A new US law has given a major boost to rare earths miners such as Arafura
Mining & Resources
Special Report: The US has banned the purchase of rare earth magnets from a range of countries — and that’s set to benefit rare earths miners outside China.
A little-known part of the John S. McCain National Defense Authorisation Act passed in August prevents the US military from buying rare earth magnets from countries including China, Russia, North Korea and Iran.
The law was named after the highly-respected Arizona Senator who passed away last week.
The US Government wants to end a strategic vulnerability of relying on foreign states for critical minerals.
The problem is that China accounts for around 85 per cent of rare earths mined globally and produces 90 per cent of rare earth magnets – in 2016 the US imported 91 per cent of its rare earth magnets from China.
The magnets are used in the automotive, renewable energy, aerospace, robotics, telecommunications and healthcare industries, as well as in the traction motors of hybrid and electric vehicles (EV).
The US is trying to secure the supply of strategic materials and has named 35 minerals, including rare earths, cobalt, lithium, vanadium and uranium, as “critical to the economic and national security of the US” and vulnerable to disruption in supply, according to the USGS.
The law specifically targets NdFeB (neodymium iron boron) and SmCo (samarium cobalt) rare earth magnets.
Neodymium and praseodymium (NdPr) are the key rare earths used in the production of ultra-strong NdFeB permanent magnets.
Australian rare earths developer Arafura Resources (ASX:ARU) says heavy investment by China in NdPr processing and magnet technology and manufacturing over the decades has led to limited non-Chinese capacity.
Arafura Managing Director Gavin Lockyer says China has driven the global search for lithium in order to feed its lithium-ion battery hunger – it 2017 it produced just 3000 tonnes of the stuff yet consumed about half of global supply.
China’s aggressive moves to secure battery metals supply has now forced Japanese, Korean and European EV manufacturers to similarly act to secure their supply requirements.
But the fact that China already had plentiful NdPr raw materials for magnets may have lulled Western EV companies into a false sense of security.
The new US defence act provides a wakeup call of sorts.
The US Department of Defense is now desperately seeking approved magnet supply as only 10 per cent of global supply comes from outside China.
“The shortfall in sanctioned magnet production has the potential to support elevated NdPr prices as global supply struggles to satisfy demand and the deficit widens,” Mr Lockyer says.
The US first became aware of its military dependence on rare earths from China in 2010, when that country put a temporary embargo on exports.

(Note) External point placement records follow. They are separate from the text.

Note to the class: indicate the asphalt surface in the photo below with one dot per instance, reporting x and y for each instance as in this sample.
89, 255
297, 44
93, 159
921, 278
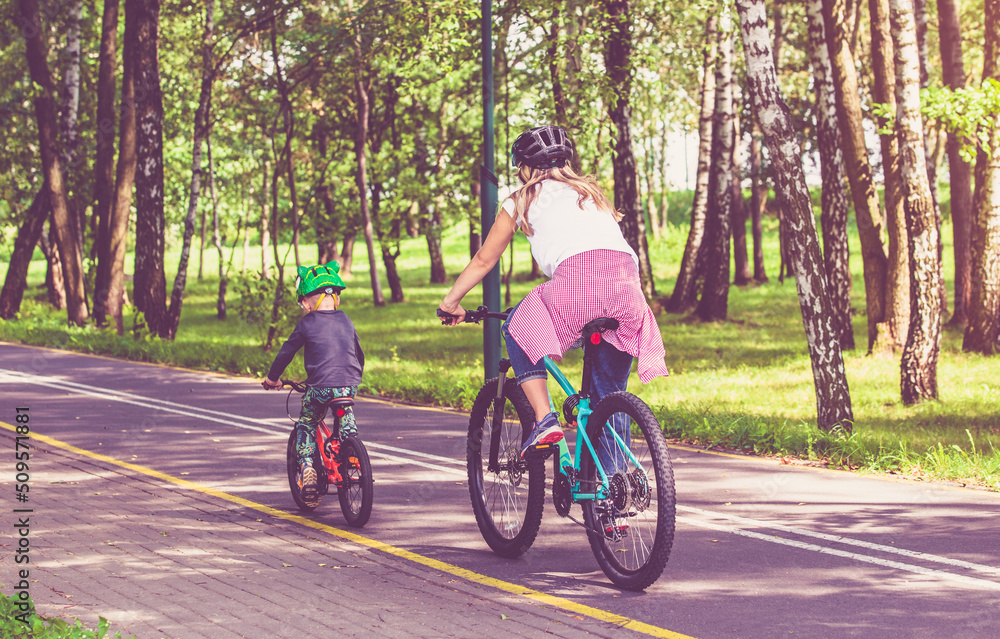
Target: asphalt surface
159, 501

Already car makers like Tesla are in the firing line: it has just declared it will be using NdFeB magnets in its Model 3 cars for improved efficiency and performance.
But Arafura and many others also believe China is set to become an importer of NdPr by the early 2020s.
My Lockyer told Stockhead that China’s major magnet makers are rapidly expanding production at the same time as Chinese regulators are closing down unsustainable NdPr mining and processing operations.
The country has already started importing NdPr from the Malaysian operations of Australia’s Lynas Corp.
NdPr is the main rare earth product Arafura plans to produce from its Nolans project in the Northern Territory, which is capable of meeting 5 to 10 per cent of global demand.
The US is already a sizeable established market for Arafura’s future sales of lanthanum (La) which is used as a refining catalyst in the petroleum industry. Should the US act to re-establish supply chains to make rare earth magnets, its need for NdPr will intensify.
Demand for NdPr is expected to grow at 8 per cent each year to 2025 from the current global consumption of 33,340 tonnes.
Prices have been rising since mid-2016 as China began consolidating its industry but longer term they’re expected to keep ticking up on demand from EVs, clean energy applications, and in industrial automation.
While traditional petrol or diesel combustion engine motor vehicles each use about 700 grams of NdPr, electric or hybrid vehicles require an extra kilo.
NdPr is also a key component of the large permanent magnets used in wind turbine generators.